Lara Di Lara’nın Hazineler İçindesin albümünden sevdiğim bir parçadır Denizin Kralları. Ömürlerini denizlerde geçiren korsanları anlatır. Korsanlar, denizciler için zaman yoktur. Rüzgar nereden eserse, oraya göre yön verirsin gemine, hayatına. Bazen deli gibi eser, tam yol gidersin, bazen hiç esmez, çakılır kalırsın. Zaman senin zamanın değil, denizin, rüzgarın zamanıdır.
İşte bu aslında pek de bize ait olmayan, içinde süzülüp gittiğimiz, hem geçmesi için hem de her anına tutunmak için çaba sarf ettiğimiz zaman kavramını inceliyor SABO, Versus Art Project’te devam eden “Time Machine” (Zaman Makinesi) sergisinde. Alışılageldiği üzere, sanatçı yine bir çatı sunmakla beraber, tek bir konuya odaklanmak yerine farklı seriler sunuyor sergisinde. Sergi boyunca kafamda Lara Di Lara’nın şarkısı dönüyor çünkü serilerden biri denizcilerle ilgili. Zamanı, yaşamlarını dövmelerle bedenlerine kazıyanlar... SABO, denizcilerinin yarı kavrulmuş, yarı bembeyaz kalmış bedenlerine, denizcilerin hayatlarının özeti olarak dövmeler yapıyor. Sanatçı ayrıca, denizcilerine çizdiği hayali anıları bu sergisinde ilk kez seramiğe de kazımış. Zaman geçiyor ve SABO üçüncü solo sergisinde yeni bir medyum sunmayı deniyor. Kişisel zamanına, hikâyesine bir ek daha…

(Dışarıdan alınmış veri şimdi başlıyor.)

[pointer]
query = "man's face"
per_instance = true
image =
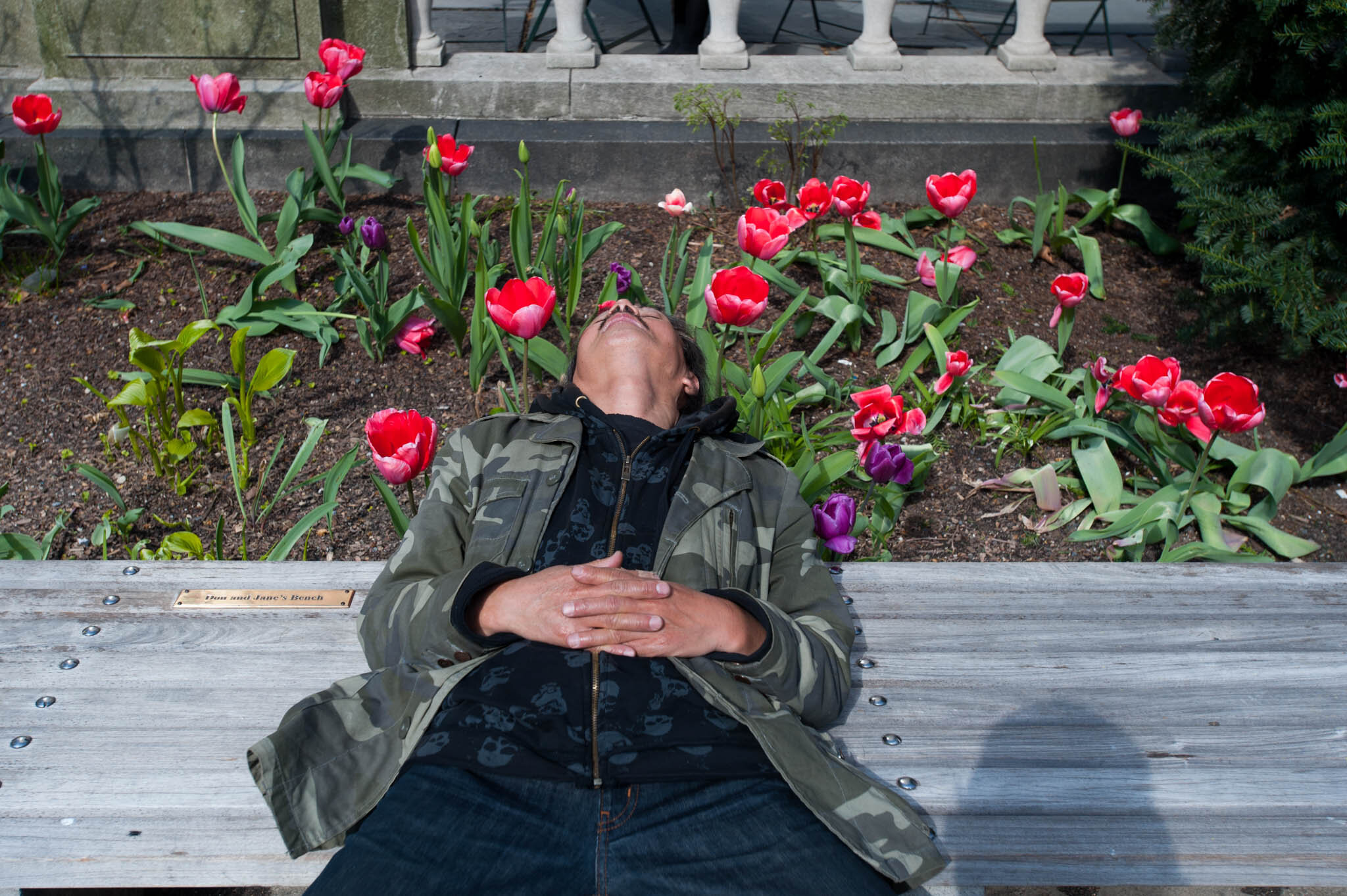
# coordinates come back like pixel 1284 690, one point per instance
pixel 627 335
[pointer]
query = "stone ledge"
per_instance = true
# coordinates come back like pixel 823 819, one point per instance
pixel 608 160
pixel 641 88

Aslına bakarsanız SABO’nun tüm sergileri, dönemsel aktarımların yanı sıra kişisel hikâyeler barındırıyor. Takip ederseniz, hep SABO’nun kendi hayatından izler, semboller, hikâyeler görüyorsunuz sergilerinde. Bu sergisine de girer girmez, SABO’nun kopyalanarak çoğaltılmış ve büyütülmüş defterleriyle karşılaşıyorsunuz. Defterin sonunda sizi bir pusula bekliyor. Çıkarıp bakıyorsunuz, bir zaman makinesi planı… Tam karşınızda resmedilmiş zaman makinesinin SABO’nun kafasında nasıl oluştuğunu hayal edebiliyorsunuz. Sanatçının etkilendiği olayları, zamanları, mekanları, anıları yansıttığı bir defter, bunun yarattığı düşünsel süreç ve bu süreçten ortaya çıkan, sizi ister geçmişe ister geleceğe götürecek bir makine… Geçmiş, şimdi ve gelecek. Sanatçı, bu sergi için böyle 3 kenarlı bir logo çizmiş. Sanatçı tarafından galeriye taşınan, dedesinin eski bir televizyonunda karıncalı bir ekranda size "Geleceğe Dönüş" filmindeymişsiniz gibi sırıtan logo, aynı zamanda, sergideki farklı malzemelere gidip yerleşiyor. "Zaman Makinesi"nin karşısında, duvara asılmış, bir define avı yapıyormuş gibi inceleyebileceğiniz, serginin sembolik bir haritası olan kumaşta da geçmişi, bugünü ve geleceği görüyorsunuz.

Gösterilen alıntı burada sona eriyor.